Some people (including David Hockney) think he used a camera obscura or other early optical device to make his pictures that much more real, and it’s not impossible. In his great Woman with a Lute, the furniture in the foreground is seen in deep shadow, while bright light, as bright as the image in a camera obscura, illuminates the young woman’s face, collar and earring. She practically shines. Are these intense yet subtle contrasts of light the kinds of effects Vermeer noticed when using a camera-like device?


Johannes Vermeer - Woman with Lute, 1663

Maybe, but he’d still have to create those blues and yellows, greys and silvers on his brush. Vermeer’s colours are purer and stranger than those of his rivals; he uses his own poetic palette of sensually cool tones that create a deeper, more enigmatic mood. For the distinction of Vermeer is not just technical or optical. That’s why a secret camera seems such a poor explanation for his art. His paintings have an extra dimension of soul. Far from observing the visible world more acutely than his contemporaries, he looks beyond it more insightfully than they do. Time and again, comparing his paintings with similar scenes by other Dutch artists in this majestic display, it is the greater sympathy and imagination of his art that leaps out. Other artists can show women playing lutes, their faces fixed on sheet music. Only Vermeer can show us the inner life of his lutenist as she looks poignantly into the silver light from the window, thinking of a world beyond, waiting for news from a lover perhaps. On the wall above her hangs a meticulously painted map, showing ships on the North sea and Atlantic. Is her lover or husband off trading in Asia, or London, or Muscovy? All she can do is wait, and play sad music.

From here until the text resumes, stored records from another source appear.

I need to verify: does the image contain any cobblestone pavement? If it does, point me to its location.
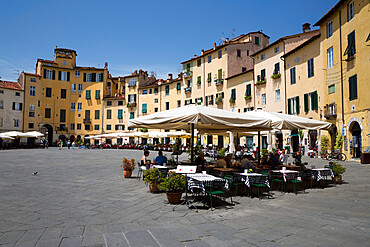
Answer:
[0,148,370,247]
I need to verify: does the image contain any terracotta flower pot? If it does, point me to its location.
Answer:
[149,183,159,193]
[123,170,132,178]
[166,192,182,204]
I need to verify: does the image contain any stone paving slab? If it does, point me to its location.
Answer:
[0,148,370,247]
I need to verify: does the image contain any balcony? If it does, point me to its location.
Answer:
[83,118,91,124]
[183,71,193,78]
[324,103,337,119]
[215,79,224,86]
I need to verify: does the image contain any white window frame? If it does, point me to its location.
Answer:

Her face is so expressive, so full of light. It is the human depth of Vermeer that is utterly confounding. Like Van Hoogstraten he looks beyond the well furnished quarters of the house into the less than spotless kitchen where a servant patiently pours milk out of an earthenware jug. Her face is a disciplined mask, her eyes downcast. Her name will be forgotten by history. Yet Vermeer sees her, and makes us see her, as so much more than she is allowed to be. History does not happen on the battlefield. It happens in the kitchen, before the master of the house is even up for breakfast.